In der Griechenland-Krise beherrschen längst uns die Prozesse und nicht umgekehrt. Es gibt für beide Positionen gute Argumente. Die Ja-Sager zum dritten Hilfspaket wie Uli Grötsch (Weiden/SPD), Barbara Lanzinger (Amberg, CSU) oder Reiner Meier (Tirschenreuth, CSU) werden nicht nur den Sanktionsknüppel ihres Fraktionsvorsitzenden fürchten. Sie können mit vielen Experten sagen: Der Grexit kommt uns noch teurer, denn natürlich bleibt Griechenland in der EU und die Schulden lösen sich nicht in Wohlgefallen auf.
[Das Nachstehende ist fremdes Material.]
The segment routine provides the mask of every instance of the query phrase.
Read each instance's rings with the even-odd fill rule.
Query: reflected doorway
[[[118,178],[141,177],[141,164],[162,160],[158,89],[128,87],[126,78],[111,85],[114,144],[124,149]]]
Die Nein-Sager wie Alois Karl (Neumarkt, CSU) oder Albert Rupprecht (Waldthurn, CSU) können sich auf die EU-Hausordnung berufen, die eine Transfer-Union ausschließt, und sind skeptisch, dass der erneute Nachschlag etwas an der Wurzel des Übels ändert.

Einen anderen Blick auf die Griechenland-Krise, die eine Krise des Bankensystems ist, werfen Matthias Weik und Marc Friedrich. In ihrem Buch "Der Crash ist die Lösung" zeigen die Ökonomen, dass die Maßnahmen zur Banken- und Eurorettung auf die Enteignung aller europäischen Bürger rausläuft. Ein dritter Weg zwischen Ja und Nein wäre ein gemeinsamer europäischer Weg aus der Krise.